Ultrasound helps cancer drug cross blood-brain barrier

Meng et al / Science Translational Medicine, 2021

Canadian doctors using ultrasound facilitated the transport of an anticancer drug across the blood-brain barrier in four patients with cerebral metastases. The new method made it possible to double the uptake of the drug by the tumor, and three months after the end of the course of treatment, the tumor size in women decreased by an average of 19 percent. Work published v Science Translational Medicine.

The blood-brain barrier protects the brain from microorganisms circulating in the blood, cytokines, antibodies and white blood cells, which can damage nerve tissue. It allows only nutrients to enter the brain, and this creates problems in the treatment of cancer and neurodegenerative diseases, when doctors need to deliver drugs to the brain. Researchers have been trying to solve this problem for a long time: for example, introduce drugs through the nose to increase their availability. Besides, apply excipients that break the tight contact between endothelial cells and help drugs reach the brain.

Another auxiliary delivery method developed in recent years uses ultrasound to temporarily increase the permeability of the blood-brain barrier. To do this, the patient is injected into the blood with bubbles of a contrast agent, which, under the influence of ultrasound, begin to vibrate, and this opens the gaps between the endothelial cells and allows the drug molecules to pass through them. In animal tests, this method allowed successfully deliver an anti-cancer drug to the brain, in addition, it already confirmed its safety in the first clinical trials. Its effectiveness in clinical trials for the treatment of cancer metastases has not yet been evaluated.

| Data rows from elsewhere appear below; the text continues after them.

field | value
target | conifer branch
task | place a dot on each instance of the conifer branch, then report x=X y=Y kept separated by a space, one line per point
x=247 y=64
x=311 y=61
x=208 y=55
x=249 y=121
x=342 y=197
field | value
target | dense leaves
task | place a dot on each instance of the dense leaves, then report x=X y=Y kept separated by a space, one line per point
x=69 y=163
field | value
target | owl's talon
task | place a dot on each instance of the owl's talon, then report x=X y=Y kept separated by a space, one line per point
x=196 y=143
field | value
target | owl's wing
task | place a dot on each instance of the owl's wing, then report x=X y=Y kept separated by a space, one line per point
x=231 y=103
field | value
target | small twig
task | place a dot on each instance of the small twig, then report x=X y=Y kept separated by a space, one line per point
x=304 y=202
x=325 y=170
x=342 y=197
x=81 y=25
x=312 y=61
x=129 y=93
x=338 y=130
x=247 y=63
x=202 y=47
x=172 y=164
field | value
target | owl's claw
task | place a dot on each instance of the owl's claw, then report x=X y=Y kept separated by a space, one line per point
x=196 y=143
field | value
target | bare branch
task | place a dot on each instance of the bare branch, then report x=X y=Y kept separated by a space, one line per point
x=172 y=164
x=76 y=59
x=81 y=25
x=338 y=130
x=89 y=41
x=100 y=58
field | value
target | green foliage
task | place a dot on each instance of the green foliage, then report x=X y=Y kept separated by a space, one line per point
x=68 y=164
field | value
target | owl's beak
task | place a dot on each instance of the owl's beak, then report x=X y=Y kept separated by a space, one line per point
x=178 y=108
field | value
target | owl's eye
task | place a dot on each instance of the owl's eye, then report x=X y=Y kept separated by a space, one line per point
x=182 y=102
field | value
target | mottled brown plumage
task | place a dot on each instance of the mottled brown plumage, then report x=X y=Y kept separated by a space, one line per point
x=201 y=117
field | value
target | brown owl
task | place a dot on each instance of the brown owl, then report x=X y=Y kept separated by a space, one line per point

Canadian doctors led by Nir Lipsman from the University of Toronto looked at how effectively trastuzumab (a monoclonal antibody drug) penetrates the brain under the influence of ultrasound. They recruited four women with breast cancer who had brain metastases. The patients underwent six treatment sessions, during which the drug was injected intravenously and the brain was simultaneously exposed to ultrasound. Trastuzumab was labeled with a radioisotope (indium-111) to measure its uptake on computed tomography. In addition, the patients were first treated without the use of ultrasound to measure the baseline brain uptake of labeled trastuzumab.

Ultrasound exposure to the blood-brain barrier increased the tumor uptake of the drug by an average of 101 percent. Three months after the end of the course of treatment, the size of brain metastases decreased by an average of 19 percent. The women tolerated the therapy well, and an additional tomographic study showed that the gaps in the blood-brain barrier closed one day after ultrasound exposure.

Trastuzumab is quite large, which means that most drugs can be delivered to the brain in the same way. This will make it possible to treat not only cancer, but also, for example, neurodegenerative diseases.

Israeli biologists discoveredthat the barrier between blood and brain tissue is not as strong and impervious to large substances as previously thought. It turned out that neuronal stem cells cause the vessel wall to capture and transport substances from the blood.